We used continuous glucose monitoring in mice with chronically silenced VMH^Cckbr neurons to establish whether these neurons are required during day-to-day glucose homeostasis. Tetanus-toxin based chronic silencing and acute optogenetic activation were followed by analysis of hepatic glucose metabolism and white adipose tissue lipolysis.

Results

We found that VMH^Cckbr neurons support glucose homeostasis during short fasts and contribute to gluconeogenic substrate mobilization and lipolysis. VMH^Cckbr neurons mobilize glucose without depleting hepatic glycogen or increasing gluconeogenic gene expression, but instead mobilize glycerol in a β3-adrenergic receptor (β3-AR)-dependent manner. Restoring glycerol availability following VMH^Cckbr neuron silencing restores glucose.
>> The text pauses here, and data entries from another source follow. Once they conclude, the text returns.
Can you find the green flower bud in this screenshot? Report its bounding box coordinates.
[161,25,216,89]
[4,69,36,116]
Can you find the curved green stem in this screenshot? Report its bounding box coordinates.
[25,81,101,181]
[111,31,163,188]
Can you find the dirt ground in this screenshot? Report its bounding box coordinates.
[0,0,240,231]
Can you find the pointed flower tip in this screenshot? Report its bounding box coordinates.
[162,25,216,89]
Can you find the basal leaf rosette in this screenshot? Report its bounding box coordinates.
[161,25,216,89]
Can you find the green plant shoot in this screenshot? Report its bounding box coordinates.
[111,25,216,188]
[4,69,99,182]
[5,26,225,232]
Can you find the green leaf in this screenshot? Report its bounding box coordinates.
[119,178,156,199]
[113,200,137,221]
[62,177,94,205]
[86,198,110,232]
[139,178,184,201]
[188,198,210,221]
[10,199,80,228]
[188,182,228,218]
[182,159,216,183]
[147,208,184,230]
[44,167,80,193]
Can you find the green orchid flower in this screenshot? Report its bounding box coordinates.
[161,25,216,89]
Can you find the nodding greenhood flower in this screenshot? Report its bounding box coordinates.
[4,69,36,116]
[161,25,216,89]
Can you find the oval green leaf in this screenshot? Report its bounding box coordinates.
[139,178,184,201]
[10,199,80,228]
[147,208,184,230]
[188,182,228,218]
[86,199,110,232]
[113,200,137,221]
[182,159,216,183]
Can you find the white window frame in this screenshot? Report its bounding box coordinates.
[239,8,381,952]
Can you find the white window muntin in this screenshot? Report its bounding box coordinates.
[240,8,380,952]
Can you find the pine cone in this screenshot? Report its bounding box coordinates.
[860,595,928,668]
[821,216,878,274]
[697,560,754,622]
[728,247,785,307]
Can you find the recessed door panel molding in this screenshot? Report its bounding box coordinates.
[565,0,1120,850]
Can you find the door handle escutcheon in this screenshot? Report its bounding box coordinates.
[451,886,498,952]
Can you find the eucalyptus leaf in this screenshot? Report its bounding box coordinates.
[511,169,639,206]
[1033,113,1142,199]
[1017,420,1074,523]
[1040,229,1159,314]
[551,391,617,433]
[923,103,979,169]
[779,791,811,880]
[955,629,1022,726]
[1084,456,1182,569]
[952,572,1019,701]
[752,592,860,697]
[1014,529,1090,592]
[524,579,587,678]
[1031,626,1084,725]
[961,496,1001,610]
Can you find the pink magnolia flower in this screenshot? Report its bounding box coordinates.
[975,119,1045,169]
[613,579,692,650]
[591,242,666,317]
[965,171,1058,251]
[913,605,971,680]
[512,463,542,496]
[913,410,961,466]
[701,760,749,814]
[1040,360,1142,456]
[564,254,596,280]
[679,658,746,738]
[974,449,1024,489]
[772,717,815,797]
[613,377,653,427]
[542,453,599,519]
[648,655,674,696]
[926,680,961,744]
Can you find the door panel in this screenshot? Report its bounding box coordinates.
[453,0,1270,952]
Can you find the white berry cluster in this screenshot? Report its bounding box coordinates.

Finally, acute activation of VMH^Cckbr neurons mobilizes additional gluconeogenic substrates beyond glycerol.

Conclusions

VMH^Cckbr neurons represent a distinct subset of glucose-mobilizing VMH neurons that support physiologic glucose homeostasis, likely through control of β3-AR-mediated gluconeogenic substrate mobilization and lipolysis. The presence of different glucose-mobilizing neuronal populations that engage distinct mechanisms in a context-dependent manner may provide the brain with flexibility to coordinate the appropriate glycemic response to different circumstances.